Light up your bongs because the feds are finally on board with medical weed. Last Friday, Congress passed the first federal bill concerning federal marijuana legislature in the history of Mother America. Here's what that looks like for your bright-ish, smoke-filled future.

Light up your bongs because the feds are finally on board with medical weed. Last Friday, Congress passed the first federal bill concerning federal marijuana legislature in the history of Mother America. Here's what that looks like for your bright-ish, smoke-filled future.

The bill basically tells the Federal Justice Department not to interfere with state medical marijuana statues, aka if doctor weed is legal in a state, that legality trumps federal illegality.

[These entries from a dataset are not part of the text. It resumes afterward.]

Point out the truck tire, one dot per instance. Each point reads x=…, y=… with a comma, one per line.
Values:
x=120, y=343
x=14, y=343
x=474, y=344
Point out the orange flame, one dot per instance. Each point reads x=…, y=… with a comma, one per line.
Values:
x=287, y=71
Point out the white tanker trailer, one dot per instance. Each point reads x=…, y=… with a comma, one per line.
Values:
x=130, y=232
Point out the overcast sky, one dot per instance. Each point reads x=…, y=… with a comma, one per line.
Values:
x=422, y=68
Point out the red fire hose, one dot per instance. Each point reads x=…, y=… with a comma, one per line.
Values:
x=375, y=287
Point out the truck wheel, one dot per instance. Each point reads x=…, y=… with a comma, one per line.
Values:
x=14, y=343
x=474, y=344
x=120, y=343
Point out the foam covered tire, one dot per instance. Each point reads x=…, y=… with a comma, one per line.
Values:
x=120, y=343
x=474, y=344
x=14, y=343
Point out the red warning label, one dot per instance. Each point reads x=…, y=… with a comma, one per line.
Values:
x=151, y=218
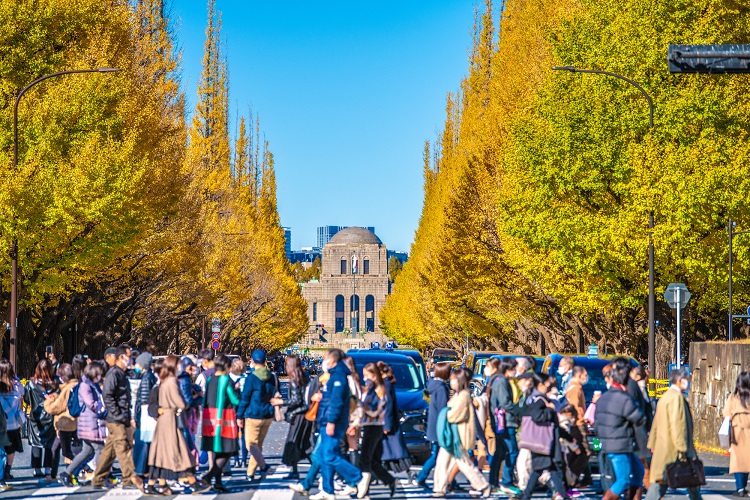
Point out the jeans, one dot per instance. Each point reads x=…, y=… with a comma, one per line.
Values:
x=372, y=450
x=119, y=445
x=628, y=472
x=429, y=464
x=91, y=449
x=740, y=480
x=332, y=461
x=3, y=462
x=309, y=480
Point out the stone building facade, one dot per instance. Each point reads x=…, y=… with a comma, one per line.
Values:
x=352, y=290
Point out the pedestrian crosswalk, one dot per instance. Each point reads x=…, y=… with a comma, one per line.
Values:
x=274, y=487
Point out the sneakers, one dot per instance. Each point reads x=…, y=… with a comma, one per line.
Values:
x=348, y=491
x=511, y=491
x=298, y=488
x=323, y=496
x=363, y=485
x=66, y=479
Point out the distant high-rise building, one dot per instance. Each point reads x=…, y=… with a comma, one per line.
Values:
x=288, y=241
x=325, y=233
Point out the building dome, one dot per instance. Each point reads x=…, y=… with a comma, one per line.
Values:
x=355, y=236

And, if the bill lives through the Senate, funding for DEA raids on medical marijuana facilities in states where it's legal would go bye-bye.

That makes all the difference for medical dispensaries in states where getting sort-of-legally-high is permitted. Random DEA raids on dispensaries that are operating legally under state regulations have caused large scale job loss, increased black market marijuana sales, and made it near-impossible for patients to obtain the strains they need for adequate treatment.

Shit, even legalizing recreational pot hasn't stopped the feds from raiding medical dispensaries in Colorado; just last month, the DEA raided four medical weed facilities related to the VIP Cannabis dispensary. The reason for the raid? Well, that would be classified, according to Jeffrey Dorschner, a spokesman for the U.S. attorney's office in Colorado. Real cool, guys. Real cool.

But this bill passes, government crackdowns on dispensaries in the 22 states where medical weed is legal should become obsolete, creating a much safer environment for both businesses and patients.

The passing of the bill marks a shift in political attitudes towards favoring medical marijuana, and is one of the only issues that Congress is mostly united on today.  While it was Democrats who carried the vote (170 plus 49 Republicans) it is important to note that the measure was backed overall by members of both parties, which is a lot more than we can say for other state vs. federal issues like abortion and gun control.

“This is historic,” said Rep. Rohrabacher, who introduced the bill.  “It's a victory for states’ rights, for the doctor-patient relationship, for compassion, for fiscal responsibility. This vote shows that House members really can listen to the American people, form coalitions, and get things done."

Now if they'd only listen to the American people and legalize recreational pot and baby American Furniture warehouse tigers as pets, we'd really be living in the free world.